Finished Reading: Skipping Christmas
by John Grishom

My rating: 3.5 / 5
Genre: Christmas farce

Skipping Christmas

With their adult daughter gone for a year near the beginning of the Christmas season, Luther and Nora Krank get it into their minds that they don’t need to do Christmas this year. Instead, they plan a Caribbean cruise, set to leave on Christmas day. But they find out that it’s not so easy to remove themselves from all of the trappings of Christmas and will have a difficult time making it to their cruise without giving in to at least some of the seasonal traditions.

This was a quick, easy read that was mostly enjoyable. I can’t really say I connected with the main characters, but I did identify with them in some areas. There were some parts near the end that I didn’t predict, though I suspect many would, and one thing that I saw coming a mile away. Probably the most frustrating thing about the book is how unrealistic it seems.

To be fair, I can’t personally judge how realistic some parts of the book are, because the Kranks live in a type of neighborhood that I’ve never been part of, and run in circles the likes of which are foreign to me. However, much of what happened seemed quite over the top. But where that was a huge problem for others, I took it as a farce. Even if it is exaggerated, I think a lot of this might not be far from how a family (one that normally celebrates Christmas) would be treated if they tried to completely skip the holiday. There were also some things that the Kranks did in their quest to completely cut out all things Christmas that I felt were a bit ridiculous. However, I also agree with some of the commentary this book offers on how commercial Christmas has gotten, and how people seem to think that they can push certain boundaries during this season, just because it’s Christmas.

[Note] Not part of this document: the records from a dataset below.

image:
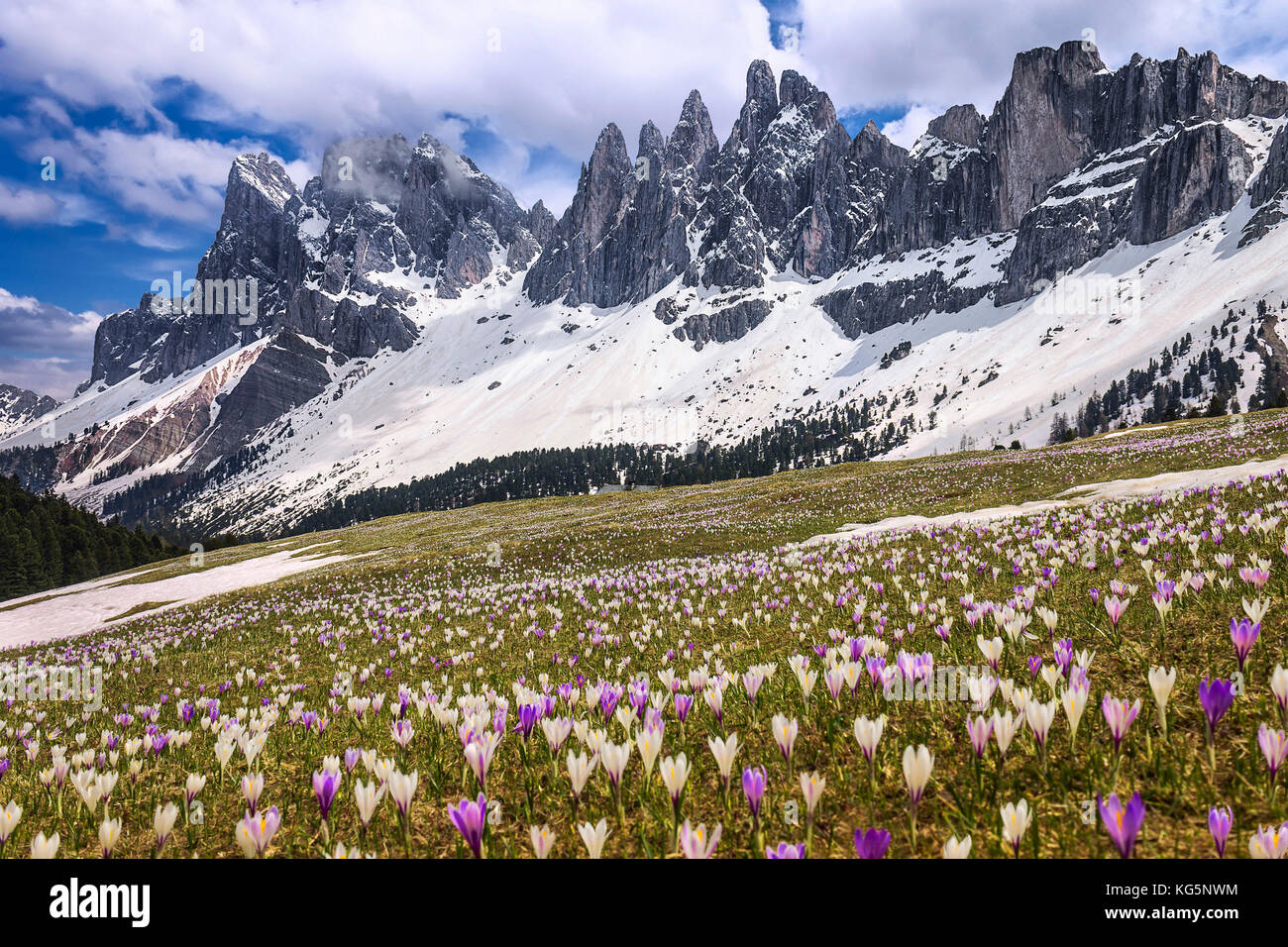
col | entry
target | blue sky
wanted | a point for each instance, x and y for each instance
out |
(142, 108)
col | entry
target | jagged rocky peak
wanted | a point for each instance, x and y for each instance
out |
(603, 189)
(960, 125)
(252, 231)
(871, 149)
(18, 406)
(1201, 171)
(651, 154)
(694, 142)
(1273, 179)
(759, 108)
(1043, 125)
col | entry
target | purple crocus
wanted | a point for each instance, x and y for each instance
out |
(326, 784)
(786, 851)
(1122, 822)
(872, 843)
(1216, 696)
(1243, 633)
(683, 703)
(469, 819)
(754, 788)
(528, 714)
(979, 728)
(1219, 823)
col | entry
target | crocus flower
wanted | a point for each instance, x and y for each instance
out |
(162, 823)
(785, 735)
(110, 834)
(1120, 716)
(1279, 688)
(9, 818)
(786, 851)
(957, 848)
(542, 840)
(593, 836)
(256, 834)
(675, 775)
(43, 848)
(325, 788)
(872, 843)
(469, 819)
(1274, 745)
(1219, 823)
(402, 788)
(1116, 608)
(979, 728)
(1122, 822)
(724, 751)
(1216, 696)
(754, 788)
(811, 788)
(917, 764)
(695, 843)
(868, 735)
(1017, 818)
(1269, 841)
(1243, 633)
(1160, 684)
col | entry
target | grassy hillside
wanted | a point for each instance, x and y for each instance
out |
(484, 628)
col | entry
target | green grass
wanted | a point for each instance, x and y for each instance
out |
(688, 578)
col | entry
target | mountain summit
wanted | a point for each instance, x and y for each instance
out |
(410, 315)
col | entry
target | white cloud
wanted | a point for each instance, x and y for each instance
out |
(911, 127)
(540, 75)
(44, 347)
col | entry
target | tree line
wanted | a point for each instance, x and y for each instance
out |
(47, 541)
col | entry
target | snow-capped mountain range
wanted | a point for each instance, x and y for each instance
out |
(404, 313)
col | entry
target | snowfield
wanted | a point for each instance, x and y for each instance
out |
(77, 609)
(490, 372)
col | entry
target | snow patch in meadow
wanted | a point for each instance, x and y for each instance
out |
(85, 607)
(1078, 495)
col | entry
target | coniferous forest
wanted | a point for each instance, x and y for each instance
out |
(47, 543)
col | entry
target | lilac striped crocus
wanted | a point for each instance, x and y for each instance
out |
(1220, 819)
(1120, 716)
(1122, 822)
(872, 843)
(1274, 746)
(1243, 633)
(754, 788)
(469, 819)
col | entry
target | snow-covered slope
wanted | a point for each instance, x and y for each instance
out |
(421, 318)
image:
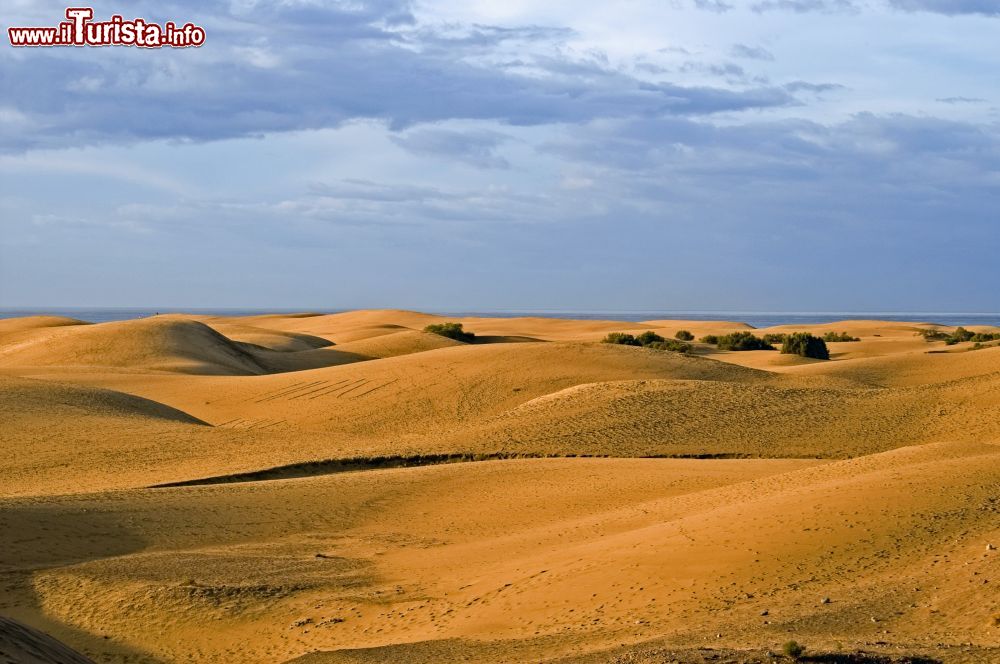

In the end, I am glad I read the book. The ending made me smile, even while I knew that it was trite and a bit too easy. There were some heartfelt moments in there. I do recommend this to anyone who wants a decent Christmas-themed read, especially for those who want to avoid the romance and sap of the more prevalent stories. I plan to watch the movie that was based on this book, Christmas with the Kranks, with my husband soon, and to be honest, I think he’s going to hate it. But who knows.